Recipients find an email with the department's logo attached to the top of the message, asking them for their personal, credit card or banking details in exchange for a tax refund.
However, HMRC has again reiterated that it does not send any emails about tax rebates and has warned people to be careful to ensure they are not the victim of fraud.
According to the department, around 80,000 emails were reported last year alone - showing how widespread the problem is.
But HMRC is working hard to reduce and eradicate the problem, revealing that it took action against more than 500 illegal sites last year alone. This helped stem the flow of emails coming from all parts of the world, including the US, Russia and Japan.
Gareth Lloyd, Head of Digital Security for HMRC, confirmed that the department is doing all it can to protect taxpayers.
"HMRC does not email customers about tax refunds - we only ever contact customers who are genuinely due tax back in writing, by post," he explained.
"If anyone receives an email offering a tax rebate and claiming to be from HMRC, please send it to [email protected] before deleting it permanently.
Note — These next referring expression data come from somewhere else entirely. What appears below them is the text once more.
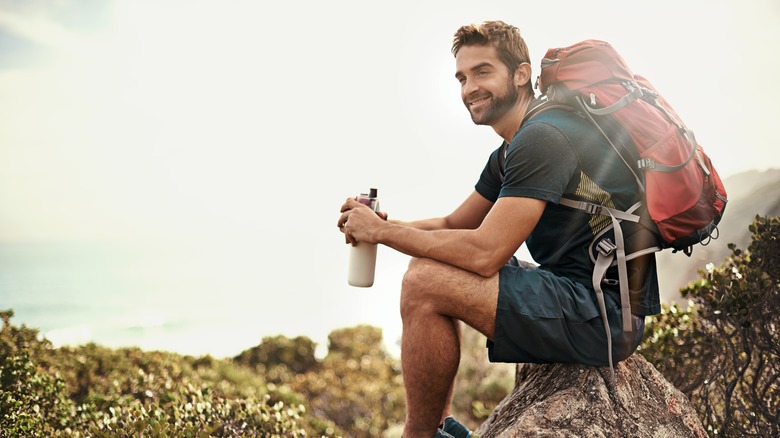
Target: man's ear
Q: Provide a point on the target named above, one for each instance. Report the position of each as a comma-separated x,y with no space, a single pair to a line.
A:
522,74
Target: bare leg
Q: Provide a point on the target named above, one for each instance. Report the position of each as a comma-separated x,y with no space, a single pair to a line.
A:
434,297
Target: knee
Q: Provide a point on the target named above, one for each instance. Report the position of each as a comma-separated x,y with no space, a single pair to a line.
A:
416,288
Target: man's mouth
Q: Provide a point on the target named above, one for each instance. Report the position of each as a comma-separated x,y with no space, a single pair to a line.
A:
477,101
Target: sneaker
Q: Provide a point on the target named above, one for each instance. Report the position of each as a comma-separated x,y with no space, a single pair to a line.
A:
456,429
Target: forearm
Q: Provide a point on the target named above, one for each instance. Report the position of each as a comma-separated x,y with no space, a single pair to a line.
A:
431,224
464,249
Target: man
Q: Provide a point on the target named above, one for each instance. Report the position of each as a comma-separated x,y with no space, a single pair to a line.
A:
459,270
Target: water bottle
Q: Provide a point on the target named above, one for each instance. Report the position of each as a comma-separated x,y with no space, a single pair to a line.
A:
362,257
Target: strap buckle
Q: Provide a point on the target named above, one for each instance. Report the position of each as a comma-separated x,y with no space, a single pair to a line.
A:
606,247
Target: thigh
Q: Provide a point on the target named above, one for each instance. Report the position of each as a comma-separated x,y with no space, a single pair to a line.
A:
453,292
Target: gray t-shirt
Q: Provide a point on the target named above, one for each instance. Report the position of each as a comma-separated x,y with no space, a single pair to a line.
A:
557,153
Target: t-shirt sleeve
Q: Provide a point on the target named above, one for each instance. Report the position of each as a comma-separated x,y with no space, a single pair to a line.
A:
540,162
489,184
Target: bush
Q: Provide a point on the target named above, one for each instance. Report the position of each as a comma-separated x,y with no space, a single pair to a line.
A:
358,385
96,391
724,351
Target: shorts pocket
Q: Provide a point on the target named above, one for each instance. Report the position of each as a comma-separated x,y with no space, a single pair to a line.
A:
540,294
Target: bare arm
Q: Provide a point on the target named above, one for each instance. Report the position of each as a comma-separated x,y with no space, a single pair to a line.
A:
468,215
482,250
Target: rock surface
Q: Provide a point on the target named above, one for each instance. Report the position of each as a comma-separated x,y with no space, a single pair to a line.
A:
569,400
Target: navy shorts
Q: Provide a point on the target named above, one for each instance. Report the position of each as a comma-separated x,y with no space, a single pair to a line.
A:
545,318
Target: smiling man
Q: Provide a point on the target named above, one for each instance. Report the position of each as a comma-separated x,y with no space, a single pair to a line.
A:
463,266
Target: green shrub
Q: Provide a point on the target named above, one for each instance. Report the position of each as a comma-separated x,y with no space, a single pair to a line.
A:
724,351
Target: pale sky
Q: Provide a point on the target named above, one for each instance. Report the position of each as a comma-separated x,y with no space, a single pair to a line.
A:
243,125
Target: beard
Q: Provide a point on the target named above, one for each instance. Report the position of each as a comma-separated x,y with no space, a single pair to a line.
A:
500,106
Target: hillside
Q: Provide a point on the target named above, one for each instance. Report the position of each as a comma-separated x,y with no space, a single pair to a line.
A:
749,193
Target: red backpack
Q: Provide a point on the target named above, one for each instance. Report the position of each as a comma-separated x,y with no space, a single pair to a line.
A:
684,195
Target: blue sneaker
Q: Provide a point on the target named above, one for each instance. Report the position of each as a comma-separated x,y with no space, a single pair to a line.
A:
442,434
456,429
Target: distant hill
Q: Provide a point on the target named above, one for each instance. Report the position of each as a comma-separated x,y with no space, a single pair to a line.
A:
749,193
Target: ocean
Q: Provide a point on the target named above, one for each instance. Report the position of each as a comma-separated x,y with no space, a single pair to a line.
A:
189,300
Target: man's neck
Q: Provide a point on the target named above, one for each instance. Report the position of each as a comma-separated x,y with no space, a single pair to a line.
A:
507,127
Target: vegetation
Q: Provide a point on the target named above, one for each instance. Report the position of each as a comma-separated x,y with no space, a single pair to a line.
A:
723,352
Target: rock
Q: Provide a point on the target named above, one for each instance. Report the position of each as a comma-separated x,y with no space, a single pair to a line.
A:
569,400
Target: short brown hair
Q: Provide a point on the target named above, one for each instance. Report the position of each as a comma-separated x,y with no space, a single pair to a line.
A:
511,47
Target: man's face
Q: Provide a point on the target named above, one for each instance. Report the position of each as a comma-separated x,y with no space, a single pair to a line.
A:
486,87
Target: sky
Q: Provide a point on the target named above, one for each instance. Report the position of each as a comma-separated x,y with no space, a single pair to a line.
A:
237,128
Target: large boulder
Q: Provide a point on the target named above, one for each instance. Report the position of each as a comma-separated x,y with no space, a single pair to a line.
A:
569,400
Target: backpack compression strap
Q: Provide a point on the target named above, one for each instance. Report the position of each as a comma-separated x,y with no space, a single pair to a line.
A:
608,253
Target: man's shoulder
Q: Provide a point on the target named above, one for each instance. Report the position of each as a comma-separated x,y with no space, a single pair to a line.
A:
555,115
HMRC does everything it can to ensure customers are safe online and we are working closely with other law enforcement agencies to target the criminals behind this serious crime."
Emails often contain link to a clone of HMRC's website, where people are asked to hand over their bank and personal details.
To reduce the risk of being caught up in a scam, the department is advising taxpayers to check advice published on the HMRC website along with forwarding all suspicious emails to its phishing email address.
Phishing emails are more frequent after the January 31st self assessment tax return deadline, according to the department, meaning taxpayers should be on high alert over the coming weeks.